Do You Dare? Bushranger's Boys Read online




  Contents

  Chapter 1

  Chapter 2

  Chapter 3

  Chapter 4

  Chapter 5

  Chapter 6

  Chapter 7

  Chapter 8

  Chapter 9

  Chapter 10

  Chapter 11

  Chapter 12

  Chapter 13

  Chapter 14

  Chapter 15

  Chapter 16

  1

  Jem gripped the money tight. He felt the hard edges of the silver coins in his palm. He waited with his dad. Their sheepdog, the Old Girl – lay warm across his feet. She chewed a piece of bark that had fallen from the roof.

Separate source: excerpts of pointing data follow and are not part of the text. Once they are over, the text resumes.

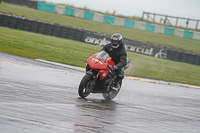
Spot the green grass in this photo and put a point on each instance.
(37, 46)
(145, 36)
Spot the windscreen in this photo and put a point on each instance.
(102, 55)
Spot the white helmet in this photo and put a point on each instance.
(116, 40)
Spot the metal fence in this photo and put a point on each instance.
(95, 38)
(165, 19)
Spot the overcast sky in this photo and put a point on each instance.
(179, 8)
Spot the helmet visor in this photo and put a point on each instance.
(115, 42)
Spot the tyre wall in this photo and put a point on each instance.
(95, 38)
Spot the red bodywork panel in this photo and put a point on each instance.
(99, 65)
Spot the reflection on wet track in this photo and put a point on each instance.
(40, 97)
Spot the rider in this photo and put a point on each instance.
(116, 50)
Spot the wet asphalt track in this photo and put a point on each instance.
(37, 97)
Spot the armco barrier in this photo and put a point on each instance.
(95, 38)
(29, 3)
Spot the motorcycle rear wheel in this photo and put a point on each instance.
(111, 94)
(84, 87)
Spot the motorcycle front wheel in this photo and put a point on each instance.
(85, 87)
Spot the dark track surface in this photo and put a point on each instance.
(37, 97)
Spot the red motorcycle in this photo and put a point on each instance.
(99, 77)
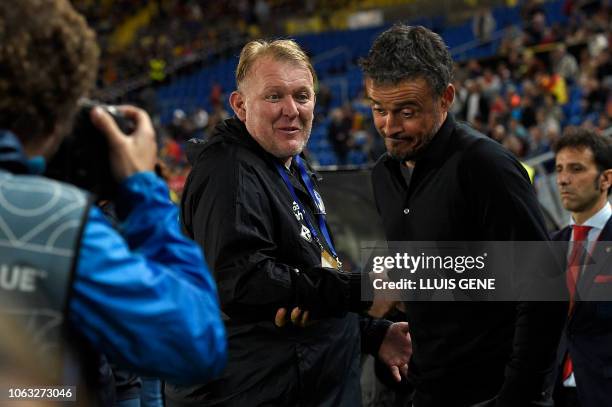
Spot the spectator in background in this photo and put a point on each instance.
(483, 24)
(564, 64)
(339, 132)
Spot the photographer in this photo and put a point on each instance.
(144, 299)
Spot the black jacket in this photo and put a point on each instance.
(237, 207)
(466, 187)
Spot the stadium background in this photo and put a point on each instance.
(524, 71)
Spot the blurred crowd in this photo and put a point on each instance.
(140, 37)
(543, 77)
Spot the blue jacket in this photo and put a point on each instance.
(144, 298)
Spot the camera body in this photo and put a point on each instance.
(83, 157)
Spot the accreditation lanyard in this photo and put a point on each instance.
(316, 198)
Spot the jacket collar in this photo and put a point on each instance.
(12, 157)
(234, 131)
(434, 154)
(437, 151)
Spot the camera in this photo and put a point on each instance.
(83, 157)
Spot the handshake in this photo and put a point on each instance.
(322, 292)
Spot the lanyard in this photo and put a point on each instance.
(314, 195)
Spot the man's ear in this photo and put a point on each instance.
(237, 103)
(448, 96)
(605, 180)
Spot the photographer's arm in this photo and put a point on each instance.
(146, 299)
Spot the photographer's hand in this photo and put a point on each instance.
(128, 154)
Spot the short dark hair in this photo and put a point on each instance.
(48, 60)
(406, 53)
(578, 137)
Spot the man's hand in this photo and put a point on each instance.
(128, 154)
(396, 349)
(299, 317)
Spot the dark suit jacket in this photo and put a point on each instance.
(588, 335)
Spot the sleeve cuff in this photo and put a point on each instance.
(373, 333)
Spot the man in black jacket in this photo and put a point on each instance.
(584, 177)
(463, 187)
(252, 203)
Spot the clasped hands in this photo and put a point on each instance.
(395, 350)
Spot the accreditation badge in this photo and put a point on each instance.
(330, 261)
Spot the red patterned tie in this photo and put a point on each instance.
(573, 273)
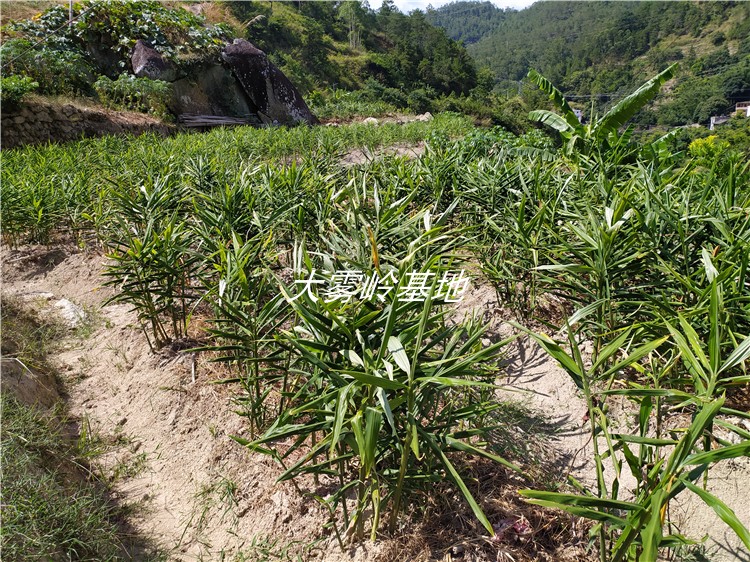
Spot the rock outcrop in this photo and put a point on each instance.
(275, 98)
(210, 89)
(148, 62)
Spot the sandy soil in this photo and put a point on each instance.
(200, 495)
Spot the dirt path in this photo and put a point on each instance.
(200, 495)
(197, 493)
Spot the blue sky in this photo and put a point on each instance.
(408, 5)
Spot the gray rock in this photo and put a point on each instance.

  Jem had always lived in this slab hut. His dad had built it, but it wasn’t theirs. It belonged to Captain Ross. So did the sheep and the four miles of land in front of them. So did another run and the Station, twenty miles away. But today could change all that.

  The money Jem held, knotted in a handkerchief, was their own. It had been saved penny by penny, year by year. Jem had gone without shoes to make up the last few shillings. That’s why Jem’s dad let him hold it. Ten whole pounds, it was. The price the Captain wanted for this run. Today the Captain was coming to get it. He had promised to sell them the land.

  The Old Girl stopped chewing and began to growl. A minute later, Jem saw the Captain riding up the paddock. He had a quality horse. She had a white diamond on her face, a shiny coat and fast legs. For some reason, the Captain was also leading an old mare with a hide like a scrubbing brush. She wouldn’t be a gift, that was for sure. Not from the Captain.

  The Old Girl’s hackles rose. Her ears flattened against her skull. She stood up and approached the Captain’s horse warily, with a deep growling bark.

  ‘Hush now,’ said Jem’s dad. He took off his hat and rubbed the brim with his thumb. He was afraid of the Captain too, Jem thought.

  ‘Call off your damn dog,’ Captain Ross ordered.

  Jem’s dad whistled. The Old Girl backed up a few steps.

  Captain Ross stayed on his horse. ‘So you still want to buy this run?’ he said.

  Jem’s dad nodded.

  Captain Ross looked out over the paddocks. ‘I’ve reconsidered,’ he said.

  Jem’s dad turned his hat around and around. He looked at the Captain.

  ‘I’ll offer you a fair deal,’ the Captain said. ‘Thirty pounds – and you can keep half the sheep.’

  Thirty pounds! Jem’s dad didn’t have thirty pounds – would never have thirty pounds. He already worked until he was too knackered to eat. Captain Ross knew that, of course. That would be why he’d put the price up. Jem wanted to throw the bag of money in his face and smack his stuck-up nose.

  Another growl rumbled in the Old Girl’s throat.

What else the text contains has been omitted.